加藤マンヤ展覧会[as far as possible] -Manya Kato-

キーボードの「Return(Enter)」キーの形状は、他のキーとは異なり逆L型をしています。それを点対称に配置することで、リターン(回帰)が無限ループになってしまうため、永遠に終わらないテニスのラリーのように、無意味な会話を繰り返し続ける人々の姿を示しているとも言えそうです。

加藤マンヤ展覧会[as far as possible] -Manya Kato-

大理石の薔薇の制作キットです。大理石の原石と、制作説明書が入っているだけで、道具もなにも入っていません。説明書を見ると「箱の写真をよく見て、ていねいに作りましょう」とだけしか書かれてありません。もし本当にこれで写真の様な薔薇を作れたら、その人はすでに優秀な彫刻家です。

加藤マンヤ展覧会[as far as possible] -Manya Kato-

直線を書いたり寸法を測る道具である定規を、ねじ曲げたのがこの作品です。このような機能剥奪があると、それまでの価値観では無意味なものでしかありません。しかし価値観を変える事でモノの意味が変わる様に、この定規にも新しい価値が発生し、その価値を考える事こそ、芸術なのです。

加藤マンヤ展覧会[as far as possible] -Manya Kato-

千羽鶴を折る際に込められた「願い」は、開かれてしまうと、どこに行ってしまうのか?という着想から、1,000羽の折鶴を一枚一枚開いて積み上げてみました。解体する事を前提に制作するというのは、根本矛盾のために強烈な苦痛を強いられ、まるで苦行の様でしたが、気付くと解脱していました。

加藤マンヤ展覧会[as far as possible] -Manya Kato-

カッププリンのつまみを折ってプリンが出てくる時の爽快感は格別なものがあります。しかし稀につまみを折っても出てこない時があり、期待が裏切られた感じが残ります。この作品はその逆で、つまみを折る前にプリンが出てしまう、先に結果が与えられ宙づりにされた空虚感を表わしています。

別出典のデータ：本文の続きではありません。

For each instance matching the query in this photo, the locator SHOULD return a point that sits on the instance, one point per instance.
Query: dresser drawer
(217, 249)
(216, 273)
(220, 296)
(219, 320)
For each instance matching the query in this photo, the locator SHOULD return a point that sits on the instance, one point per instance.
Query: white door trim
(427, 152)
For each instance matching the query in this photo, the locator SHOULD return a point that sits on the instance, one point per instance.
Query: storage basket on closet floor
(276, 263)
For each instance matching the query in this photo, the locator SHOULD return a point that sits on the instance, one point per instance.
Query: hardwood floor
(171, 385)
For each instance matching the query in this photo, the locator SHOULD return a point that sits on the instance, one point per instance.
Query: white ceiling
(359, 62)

加藤マンヤ展覧会[as far as possible] -Manya Kato-

白磁は、まるでヨーグルトや杏仁豆腐を連想させる艶をしています。ヨーグルトや杏仁豆腐にスプーンを入れるように、ボウルにスプーンを差し込んだように作ったのがこの作品です。考えてみるとこれは、スプーンのついた皿なのか、皿のついたスプーンなのか、議論の分かれるところでしょう。